Встряхнул головой Денис — хорошо читала актриса, даже сквозь густые радиопомехи была очевидна мощь ее таланта. Голос как будто бы с того света. А текст какой-то липкий, как лужа патоки, в которой барахтаешься как попавшая в плен муха. Тоскливый, но перестать его слушать невозможно, он как воронка, против воли затягивающая внутрь.

— Ветка удобная, да низко растет — ноги лисы обглодали… Мясо объели, ноги в клочьях кожи так на костях и висят…

Видимо, в студии что-то случилось — заело диск. Актриса снова и снова повторяла одни и те же слова об удобной для висельника низкой ветке дуба и о мертвой женщине в светлом платье, три года провисевшей на суку без внимания всех, кто был ею оставлен.

— Ноги лисы обглодали… Ноги лисы обглодали… Ноги лисы обглодали… — повторяло радио.

— Что за чертовщина, — вслух сказал Денис и всё-таки выключил приемник.

Настроение почему-то испортилось — ни красота тумана, ни предвкушение окончания дороги больше не радовали. Он сосредоточился на вождении, ушел в себя — в какие-то нарочито будничные свои проблемы. Вдруг ему почудилось, что впереди на дорогу из леса вышел олень — какое-то светлое пятно маячило в тумане, пришлось сбросить скорость, чтобы его не сбить.

Однако приблизившись, Денис увидел молодую женщину, которая медленно брела по обочине. Вид у нее был немного потерянный, и она даже не обернулась на звук приближающейся машины. Шла куда-то одна в такую рань — похоже, чувство самосохранения было у нее атрофировано. Мало ли кто на пустой дороге, а она даже голову не повернула!

Он подрулил поближе, ударил по тормозам, опустил стекло — только тогда женщина медленно обернулась.

На вид около тридцати лет. Узкое маленькое лицо, темные волосы заплетены в косу, растрепавшуюся от ветра и ходьбы, светло-серые, почти прозрачные глаза. Одета она была несколько старомодно и совершенно не по погоде — длинное светлое платье в мелкий цветочек — подол его был перепачкан в подсохшей глине. Голубой платок на шее. В таком платье — и по грязи пойти, это же надо было додуматься!

— У вас всё в порядке? — спросил Денис, поежившись.

Сырой холодный воздух ворвался в натопленную машину через открытое окно.

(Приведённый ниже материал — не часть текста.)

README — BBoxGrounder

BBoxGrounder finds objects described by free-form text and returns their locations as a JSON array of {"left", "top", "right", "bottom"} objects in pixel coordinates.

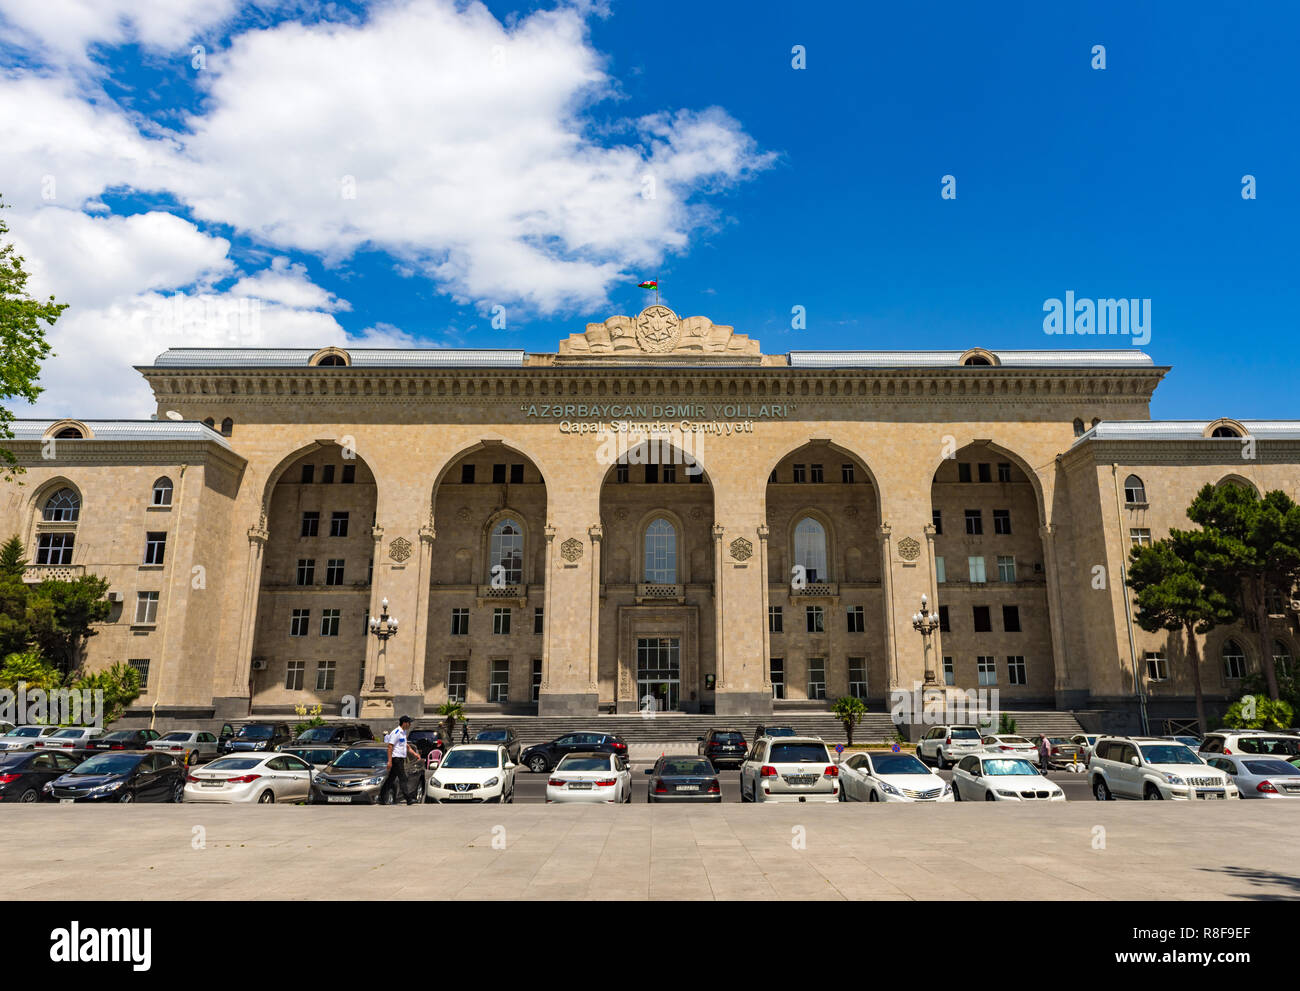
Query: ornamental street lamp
[
  {"left": 912, "top": 594, "right": 941, "bottom": 687},
  {"left": 367, "top": 596, "right": 399, "bottom": 691}
]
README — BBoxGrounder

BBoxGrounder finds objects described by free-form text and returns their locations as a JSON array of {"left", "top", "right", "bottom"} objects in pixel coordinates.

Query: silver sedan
[
  {"left": 1205, "top": 755, "right": 1300, "bottom": 799},
  {"left": 147, "top": 729, "right": 221, "bottom": 765}
]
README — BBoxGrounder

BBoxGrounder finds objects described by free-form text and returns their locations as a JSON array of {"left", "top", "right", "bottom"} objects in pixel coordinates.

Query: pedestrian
[
  {"left": 1037, "top": 733, "right": 1050, "bottom": 774},
  {"left": 384, "top": 716, "right": 421, "bottom": 805},
  {"left": 460, "top": 720, "right": 470, "bottom": 744}
]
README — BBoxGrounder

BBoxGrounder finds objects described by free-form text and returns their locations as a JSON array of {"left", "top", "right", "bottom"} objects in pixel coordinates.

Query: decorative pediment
[{"left": 557, "top": 306, "right": 761, "bottom": 358}]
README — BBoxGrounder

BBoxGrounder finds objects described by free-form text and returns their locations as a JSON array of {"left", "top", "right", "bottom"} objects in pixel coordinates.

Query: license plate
[
  {"left": 784, "top": 775, "right": 816, "bottom": 785},
  {"left": 200, "top": 780, "right": 224, "bottom": 787},
  {"left": 59, "top": 798, "right": 74, "bottom": 804},
  {"left": 1197, "top": 790, "right": 1225, "bottom": 799},
  {"left": 676, "top": 785, "right": 699, "bottom": 792},
  {"left": 568, "top": 782, "right": 592, "bottom": 790},
  {"left": 327, "top": 796, "right": 351, "bottom": 803},
  {"left": 446, "top": 793, "right": 473, "bottom": 800}
]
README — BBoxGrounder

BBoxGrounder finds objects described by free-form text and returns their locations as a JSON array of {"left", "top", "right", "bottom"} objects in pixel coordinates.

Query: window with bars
[{"left": 128, "top": 658, "right": 150, "bottom": 690}]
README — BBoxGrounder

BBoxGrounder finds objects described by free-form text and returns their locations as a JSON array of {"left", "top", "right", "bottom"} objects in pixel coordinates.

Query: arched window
[
  {"left": 1274, "top": 640, "right": 1293, "bottom": 679},
  {"left": 1222, "top": 639, "right": 1247, "bottom": 680},
  {"left": 317, "top": 354, "right": 346, "bottom": 366},
  {"left": 1123, "top": 474, "right": 1147, "bottom": 504},
  {"left": 643, "top": 517, "right": 677, "bottom": 584},
  {"left": 152, "top": 477, "right": 173, "bottom": 507},
  {"left": 54, "top": 427, "right": 83, "bottom": 439},
  {"left": 794, "top": 517, "right": 828, "bottom": 583},
  {"left": 1211, "top": 426, "right": 1240, "bottom": 438},
  {"left": 221, "top": 417, "right": 234, "bottom": 437},
  {"left": 202, "top": 418, "right": 215, "bottom": 430},
  {"left": 1072, "top": 419, "right": 1085, "bottom": 437},
  {"left": 963, "top": 355, "right": 991, "bottom": 366},
  {"left": 489, "top": 519, "right": 523, "bottom": 586},
  {"left": 42, "top": 488, "right": 80, "bottom": 522}
]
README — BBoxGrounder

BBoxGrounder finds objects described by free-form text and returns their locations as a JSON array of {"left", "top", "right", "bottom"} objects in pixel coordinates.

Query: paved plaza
[{"left": 3, "top": 802, "right": 1296, "bottom": 901}]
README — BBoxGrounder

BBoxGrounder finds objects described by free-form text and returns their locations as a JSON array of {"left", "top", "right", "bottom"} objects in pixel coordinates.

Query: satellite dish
[{"left": 165, "top": 411, "right": 183, "bottom": 421}]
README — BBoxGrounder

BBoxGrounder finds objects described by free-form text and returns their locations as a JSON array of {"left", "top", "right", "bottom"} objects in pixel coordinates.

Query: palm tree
[
  {"left": 832, "top": 695, "right": 868, "bottom": 746},
  {"left": 437, "top": 700, "right": 465, "bottom": 743}
]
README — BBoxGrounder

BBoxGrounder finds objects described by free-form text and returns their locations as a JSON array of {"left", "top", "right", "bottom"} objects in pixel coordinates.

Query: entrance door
[{"left": 636, "top": 637, "right": 681, "bottom": 712}]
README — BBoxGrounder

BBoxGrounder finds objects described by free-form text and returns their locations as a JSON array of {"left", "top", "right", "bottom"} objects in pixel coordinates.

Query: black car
[
  {"left": 472, "top": 726, "right": 521, "bottom": 763},
  {"left": 698, "top": 728, "right": 748, "bottom": 768},
  {"left": 87, "top": 728, "right": 162, "bottom": 752},
  {"left": 520, "top": 732, "right": 629, "bottom": 773},
  {"left": 408, "top": 729, "right": 450, "bottom": 764},
  {"left": 287, "top": 723, "right": 375, "bottom": 747},
  {"left": 223, "top": 722, "right": 293, "bottom": 754},
  {"left": 755, "top": 724, "right": 797, "bottom": 740},
  {"left": 45, "top": 751, "right": 186, "bottom": 803},
  {"left": 645, "top": 755, "right": 722, "bottom": 803},
  {"left": 0, "top": 749, "right": 85, "bottom": 802}
]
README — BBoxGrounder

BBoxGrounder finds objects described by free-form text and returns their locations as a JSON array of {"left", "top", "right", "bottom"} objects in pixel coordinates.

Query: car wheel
[
  {"left": 952, "top": 780, "right": 961, "bottom": 801},
  {"left": 187, "top": 750, "right": 199, "bottom": 767},
  {"left": 1093, "top": 777, "right": 1112, "bottom": 801},
  {"left": 739, "top": 775, "right": 749, "bottom": 803},
  {"left": 171, "top": 780, "right": 184, "bottom": 803},
  {"left": 915, "top": 745, "right": 923, "bottom": 760},
  {"left": 984, "top": 791, "right": 996, "bottom": 801},
  {"left": 867, "top": 789, "right": 878, "bottom": 802},
  {"left": 1144, "top": 783, "right": 1163, "bottom": 800},
  {"left": 528, "top": 755, "right": 548, "bottom": 773},
  {"left": 936, "top": 752, "right": 947, "bottom": 771},
  {"left": 119, "top": 789, "right": 134, "bottom": 804},
  {"left": 838, "top": 784, "right": 847, "bottom": 802},
  {"left": 19, "top": 788, "right": 38, "bottom": 803},
  {"left": 258, "top": 789, "right": 275, "bottom": 804}
]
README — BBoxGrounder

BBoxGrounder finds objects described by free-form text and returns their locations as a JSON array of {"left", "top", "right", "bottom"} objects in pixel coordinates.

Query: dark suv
[
  {"left": 520, "top": 732, "right": 629, "bottom": 773},
  {"left": 223, "top": 722, "right": 293, "bottom": 754},
  {"left": 698, "top": 728, "right": 747, "bottom": 768},
  {"left": 472, "top": 727, "right": 522, "bottom": 763},
  {"left": 288, "top": 723, "right": 375, "bottom": 747}
]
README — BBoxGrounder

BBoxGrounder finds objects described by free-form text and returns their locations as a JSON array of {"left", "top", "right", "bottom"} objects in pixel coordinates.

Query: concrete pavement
[{"left": 2, "top": 802, "right": 1297, "bottom": 901}]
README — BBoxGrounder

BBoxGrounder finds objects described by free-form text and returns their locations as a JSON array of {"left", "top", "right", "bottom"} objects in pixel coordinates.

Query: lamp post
[
  {"left": 912, "top": 594, "right": 941, "bottom": 687},
  {"left": 367, "top": 596, "right": 399, "bottom": 691}
]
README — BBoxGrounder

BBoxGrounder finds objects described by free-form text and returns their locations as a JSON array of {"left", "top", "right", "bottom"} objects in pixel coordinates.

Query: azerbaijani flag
[{"left": 637, "top": 280, "right": 658, "bottom": 290}]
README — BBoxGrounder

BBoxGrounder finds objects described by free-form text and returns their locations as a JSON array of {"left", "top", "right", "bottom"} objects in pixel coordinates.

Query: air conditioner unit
[
  {"left": 251, "top": 658, "right": 268, "bottom": 671},
  {"left": 106, "top": 591, "right": 123, "bottom": 603}
]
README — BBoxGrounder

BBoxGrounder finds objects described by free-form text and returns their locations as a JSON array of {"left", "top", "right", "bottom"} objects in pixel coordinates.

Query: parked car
[
  {"left": 310, "top": 744, "right": 401, "bottom": 804},
  {"left": 185, "top": 753, "right": 315, "bottom": 804},
  {"left": 1069, "top": 733, "right": 1102, "bottom": 762},
  {"left": 86, "top": 728, "right": 161, "bottom": 752},
  {"left": 952, "top": 754, "right": 1065, "bottom": 802},
  {"left": 1089, "top": 736, "right": 1237, "bottom": 801},
  {"left": 697, "top": 728, "right": 747, "bottom": 769},
  {"left": 0, "top": 726, "right": 60, "bottom": 751},
  {"left": 426, "top": 744, "right": 516, "bottom": 804},
  {"left": 981, "top": 734, "right": 1039, "bottom": 764},
  {"left": 278, "top": 743, "right": 348, "bottom": 769},
  {"left": 520, "top": 732, "right": 629, "bottom": 773},
  {"left": 1163, "top": 735, "right": 1202, "bottom": 749},
  {"left": 223, "top": 722, "right": 293, "bottom": 754},
  {"left": 753, "top": 724, "right": 797, "bottom": 740},
  {"left": 916, "top": 724, "right": 983, "bottom": 769},
  {"left": 147, "top": 730, "right": 221, "bottom": 765},
  {"left": 1040, "top": 737, "right": 1086, "bottom": 769},
  {"left": 0, "top": 749, "right": 85, "bottom": 802},
  {"left": 645, "top": 755, "right": 722, "bottom": 803},
  {"left": 739, "top": 736, "right": 839, "bottom": 803},
  {"left": 1199, "top": 730, "right": 1300, "bottom": 758},
  {"left": 546, "top": 751, "right": 632, "bottom": 804},
  {"left": 409, "top": 729, "right": 450, "bottom": 768},
  {"left": 286, "top": 723, "right": 374, "bottom": 747},
  {"left": 44, "top": 751, "right": 185, "bottom": 803},
  {"left": 36, "top": 727, "right": 104, "bottom": 751},
  {"left": 1204, "top": 754, "right": 1300, "bottom": 799},
  {"left": 838, "top": 750, "right": 951, "bottom": 802},
  {"left": 471, "top": 727, "right": 521, "bottom": 764}
]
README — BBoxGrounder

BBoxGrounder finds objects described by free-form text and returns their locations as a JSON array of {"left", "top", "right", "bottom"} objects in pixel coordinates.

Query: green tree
[
  {"left": 1127, "top": 532, "right": 1237, "bottom": 735},
  {"left": 832, "top": 695, "right": 867, "bottom": 745},
  {"left": 25, "top": 575, "right": 111, "bottom": 674},
  {"left": 71, "top": 662, "right": 141, "bottom": 725},
  {"left": 436, "top": 700, "right": 465, "bottom": 743},
  {"left": 1185, "top": 484, "right": 1300, "bottom": 701},
  {"left": 997, "top": 712, "right": 1018, "bottom": 735},
  {"left": 0, "top": 535, "right": 30, "bottom": 658},
  {"left": 0, "top": 650, "right": 63, "bottom": 692},
  {"left": 0, "top": 535, "right": 25, "bottom": 578},
  {"left": 0, "top": 197, "right": 66, "bottom": 479}
]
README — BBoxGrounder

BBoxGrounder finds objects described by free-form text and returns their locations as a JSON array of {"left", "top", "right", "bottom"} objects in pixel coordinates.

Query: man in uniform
[{"left": 384, "top": 716, "right": 421, "bottom": 805}]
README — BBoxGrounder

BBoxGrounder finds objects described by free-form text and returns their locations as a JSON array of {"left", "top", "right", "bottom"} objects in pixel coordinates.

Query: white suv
[
  {"left": 739, "top": 736, "right": 839, "bottom": 803},
  {"left": 1089, "top": 736, "right": 1238, "bottom": 801},
  {"left": 916, "top": 724, "right": 983, "bottom": 769},
  {"left": 1198, "top": 730, "right": 1300, "bottom": 760}
]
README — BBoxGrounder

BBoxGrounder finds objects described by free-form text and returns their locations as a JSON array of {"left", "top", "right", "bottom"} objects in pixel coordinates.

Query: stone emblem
[
  {"left": 634, "top": 305, "right": 682, "bottom": 353},
  {"left": 388, "top": 536, "right": 412, "bottom": 563},
  {"left": 560, "top": 537, "right": 583, "bottom": 562},
  {"left": 898, "top": 536, "right": 922, "bottom": 561},
  {"left": 456, "top": 506, "right": 471, "bottom": 522},
  {"left": 729, "top": 537, "right": 753, "bottom": 562}
]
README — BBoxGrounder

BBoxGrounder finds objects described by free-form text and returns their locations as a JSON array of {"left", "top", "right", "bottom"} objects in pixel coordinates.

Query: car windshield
[
  {"left": 441, "top": 750, "right": 500, "bottom": 769},
  {"left": 981, "top": 758, "right": 1037, "bottom": 776},
  {"left": 52, "top": 729, "right": 84, "bottom": 738},
  {"left": 1237, "top": 737, "right": 1300, "bottom": 756},
  {"left": 71, "top": 754, "right": 142, "bottom": 775},
  {"left": 474, "top": 731, "right": 507, "bottom": 742},
  {"left": 9, "top": 727, "right": 43, "bottom": 738},
  {"left": 769, "top": 743, "right": 830, "bottom": 763},
  {"left": 159, "top": 732, "right": 192, "bottom": 742},
  {"left": 1243, "top": 759, "right": 1300, "bottom": 776},
  {"left": 950, "top": 728, "right": 980, "bottom": 740},
  {"left": 295, "top": 728, "right": 336, "bottom": 741},
  {"left": 712, "top": 732, "right": 744, "bottom": 742},
  {"left": 1139, "top": 745, "right": 1202, "bottom": 765},
  {"left": 661, "top": 759, "right": 713, "bottom": 775},
  {"left": 235, "top": 725, "right": 274, "bottom": 739},
  {"left": 557, "top": 756, "right": 612, "bottom": 772},
  {"left": 870, "top": 754, "right": 930, "bottom": 775},
  {"left": 766, "top": 727, "right": 796, "bottom": 737},
  {"left": 206, "top": 758, "right": 263, "bottom": 772},
  {"left": 330, "top": 749, "right": 387, "bottom": 769},
  {"left": 994, "top": 737, "right": 1030, "bottom": 744}
]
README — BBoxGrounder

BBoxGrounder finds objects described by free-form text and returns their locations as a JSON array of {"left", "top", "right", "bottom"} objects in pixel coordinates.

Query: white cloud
[{"left": 228, "top": 257, "right": 350, "bottom": 312}]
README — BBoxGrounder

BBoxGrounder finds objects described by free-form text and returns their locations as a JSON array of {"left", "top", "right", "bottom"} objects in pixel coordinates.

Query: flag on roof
[{"left": 637, "top": 280, "right": 657, "bottom": 290}]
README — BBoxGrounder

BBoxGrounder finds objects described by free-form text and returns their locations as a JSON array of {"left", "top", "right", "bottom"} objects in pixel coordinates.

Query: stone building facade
[{"left": 2, "top": 307, "right": 1296, "bottom": 728}]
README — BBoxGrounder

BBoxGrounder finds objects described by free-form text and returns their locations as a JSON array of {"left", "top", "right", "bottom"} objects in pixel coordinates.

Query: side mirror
[
  {"left": 504, "top": 762, "right": 516, "bottom": 770},
  {"left": 1129, "top": 756, "right": 1140, "bottom": 767}
]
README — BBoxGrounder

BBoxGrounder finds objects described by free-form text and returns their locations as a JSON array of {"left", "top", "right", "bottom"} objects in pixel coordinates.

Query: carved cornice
[
  {"left": 1062, "top": 438, "right": 1300, "bottom": 469},
  {"left": 3, "top": 439, "right": 246, "bottom": 473}
]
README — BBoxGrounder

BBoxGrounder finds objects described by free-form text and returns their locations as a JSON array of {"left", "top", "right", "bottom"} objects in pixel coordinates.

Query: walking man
[
  {"left": 1037, "top": 733, "right": 1051, "bottom": 774},
  {"left": 460, "top": 720, "right": 470, "bottom": 744},
  {"left": 385, "top": 716, "right": 421, "bottom": 805}
]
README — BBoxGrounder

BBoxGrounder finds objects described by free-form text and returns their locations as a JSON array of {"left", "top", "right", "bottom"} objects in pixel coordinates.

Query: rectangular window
[
  {"left": 939, "top": 605, "right": 950, "bottom": 632},
  {"left": 841, "top": 463, "right": 855, "bottom": 483},
  {"left": 492, "top": 463, "right": 506, "bottom": 484},
  {"left": 301, "top": 512, "right": 319, "bottom": 538},
  {"left": 932, "top": 508, "right": 942, "bottom": 535},
  {"left": 285, "top": 660, "right": 305, "bottom": 691},
  {"left": 290, "top": 608, "right": 310, "bottom": 637},
  {"left": 645, "top": 463, "right": 659, "bottom": 484},
  {"left": 461, "top": 464, "right": 476, "bottom": 484},
  {"left": 792, "top": 463, "right": 806, "bottom": 483},
  {"left": 532, "top": 659, "right": 542, "bottom": 703},
  {"left": 316, "top": 660, "right": 336, "bottom": 691},
  {"left": 489, "top": 660, "right": 510, "bottom": 703},
  {"left": 341, "top": 464, "right": 356, "bottom": 484},
  {"left": 320, "top": 609, "right": 341, "bottom": 637},
  {"left": 662, "top": 463, "right": 677, "bottom": 484},
  {"left": 972, "top": 606, "right": 992, "bottom": 633},
  {"left": 296, "top": 559, "right": 315, "bottom": 586},
  {"left": 134, "top": 591, "right": 159, "bottom": 625},
  {"left": 300, "top": 464, "right": 314, "bottom": 484},
  {"left": 448, "top": 660, "right": 468, "bottom": 702},
  {"left": 1002, "top": 605, "right": 1021, "bottom": 632},
  {"left": 128, "top": 658, "right": 150, "bottom": 690},
  {"left": 450, "top": 608, "right": 469, "bottom": 636},
  {"left": 805, "top": 605, "right": 824, "bottom": 633},
  {"left": 846, "top": 605, "right": 864, "bottom": 633},
  {"left": 1224, "top": 651, "right": 1246, "bottom": 680},
  {"left": 534, "top": 606, "right": 544, "bottom": 635},
  {"left": 848, "top": 657, "right": 867, "bottom": 700},
  {"left": 807, "top": 657, "right": 826, "bottom": 700},
  {"left": 935, "top": 556, "right": 946, "bottom": 583},
  {"left": 493, "top": 607, "right": 511, "bottom": 635},
  {"left": 810, "top": 464, "right": 824, "bottom": 483},
  {"left": 968, "top": 556, "right": 986, "bottom": 583},
  {"left": 997, "top": 462, "right": 1012, "bottom": 482},
  {"left": 1130, "top": 528, "right": 1151, "bottom": 546},
  {"left": 997, "top": 555, "right": 1016, "bottom": 582},
  {"left": 965, "top": 509, "right": 982, "bottom": 535},
  {"left": 993, "top": 509, "right": 1011, "bottom": 535},
  {"left": 1145, "top": 651, "right": 1169, "bottom": 682},
  {"left": 321, "top": 465, "right": 335, "bottom": 484},
  {"left": 1007, "top": 655, "right": 1026, "bottom": 686},
  {"left": 143, "top": 532, "right": 166, "bottom": 566},
  {"left": 616, "top": 463, "right": 629, "bottom": 484},
  {"left": 510, "top": 463, "right": 524, "bottom": 484},
  {"left": 330, "top": 512, "right": 349, "bottom": 537},
  {"left": 325, "top": 559, "right": 345, "bottom": 586},
  {"left": 978, "top": 462, "right": 992, "bottom": 483},
  {"left": 942, "top": 656, "right": 955, "bottom": 686},
  {"left": 770, "top": 657, "right": 785, "bottom": 699},
  {"left": 958, "top": 463, "right": 972, "bottom": 483},
  {"left": 977, "top": 655, "right": 997, "bottom": 686},
  {"left": 152, "top": 480, "right": 172, "bottom": 506},
  {"left": 769, "top": 606, "right": 783, "bottom": 633},
  {"left": 36, "top": 533, "right": 75, "bottom": 565}
]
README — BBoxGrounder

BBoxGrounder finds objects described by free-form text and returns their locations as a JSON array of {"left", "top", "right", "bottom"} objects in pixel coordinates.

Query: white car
[
  {"left": 35, "top": 727, "right": 103, "bottom": 750},
  {"left": 147, "top": 730, "right": 221, "bottom": 765},
  {"left": 952, "top": 754, "right": 1066, "bottom": 801},
  {"left": 739, "top": 735, "right": 839, "bottom": 803},
  {"left": 0, "top": 726, "right": 60, "bottom": 751},
  {"left": 426, "top": 743, "right": 516, "bottom": 804},
  {"left": 916, "top": 724, "right": 984, "bottom": 769},
  {"left": 981, "top": 734, "right": 1041, "bottom": 764},
  {"left": 183, "top": 753, "right": 314, "bottom": 804},
  {"left": 838, "top": 750, "right": 952, "bottom": 802},
  {"left": 546, "top": 751, "right": 632, "bottom": 804},
  {"left": 1089, "top": 737, "right": 1238, "bottom": 801},
  {"left": 1203, "top": 754, "right": 1300, "bottom": 799}
]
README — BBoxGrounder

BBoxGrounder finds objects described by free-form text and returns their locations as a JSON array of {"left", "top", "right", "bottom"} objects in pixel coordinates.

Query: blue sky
[{"left": 1, "top": 0, "right": 1295, "bottom": 417}]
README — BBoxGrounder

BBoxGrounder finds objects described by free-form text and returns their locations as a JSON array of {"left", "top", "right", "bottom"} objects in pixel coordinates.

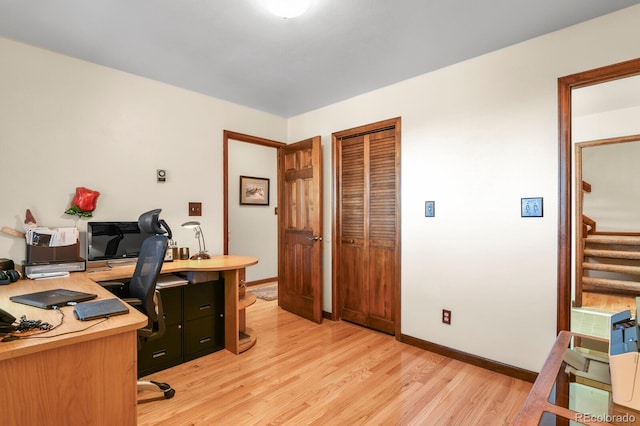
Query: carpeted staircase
[{"left": 582, "top": 234, "right": 640, "bottom": 293}]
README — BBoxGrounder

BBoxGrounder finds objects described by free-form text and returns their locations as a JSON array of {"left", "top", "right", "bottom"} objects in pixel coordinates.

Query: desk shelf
[
  {"left": 238, "top": 293, "right": 257, "bottom": 310},
  {"left": 239, "top": 327, "right": 257, "bottom": 353},
  {"left": 238, "top": 293, "right": 257, "bottom": 353}
]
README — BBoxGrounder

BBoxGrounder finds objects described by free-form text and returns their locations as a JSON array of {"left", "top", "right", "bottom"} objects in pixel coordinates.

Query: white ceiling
[{"left": 0, "top": 0, "right": 638, "bottom": 117}]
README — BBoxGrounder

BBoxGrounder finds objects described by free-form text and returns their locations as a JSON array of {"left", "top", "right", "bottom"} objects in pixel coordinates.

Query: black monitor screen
[{"left": 87, "top": 221, "right": 152, "bottom": 261}]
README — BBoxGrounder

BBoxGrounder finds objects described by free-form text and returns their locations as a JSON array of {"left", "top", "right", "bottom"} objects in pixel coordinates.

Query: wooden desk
[
  {"left": 85, "top": 256, "right": 259, "bottom": 355},
  {"left": 0, "top": 274, "right": 147, "bottom": 425},
  {"left": 0, "top": 255, "right": 257, "bottom": 425}
]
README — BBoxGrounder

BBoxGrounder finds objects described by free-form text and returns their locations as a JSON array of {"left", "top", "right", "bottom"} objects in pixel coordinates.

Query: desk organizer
[{"left": 26, "top": 242, "right": 80, "bottom": 263}]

Женщина ответила не сразу, должно быть, целую минуту смотрела, спокойно, без эмоций, как будто бы пытаясь сфокусировать взгляд. Она выглядела как человек, которого опоили седативными препаратами. Денис расстроился и пожалел, что остановился. Эта женщина явно могла принести в его жизнь неприятности, ну как было проехать мимо: очевидно же, она выброшена кем-то по дороге, может быть, уже несколько часов бредет, сама не понимая куда. И теперь вместо спокойного утра ему предстоит везти ее обратно в областной центр, объясняться в милиции. Денис вышел из машины, обогнул ее, открыл перед незнакомкой дверцу.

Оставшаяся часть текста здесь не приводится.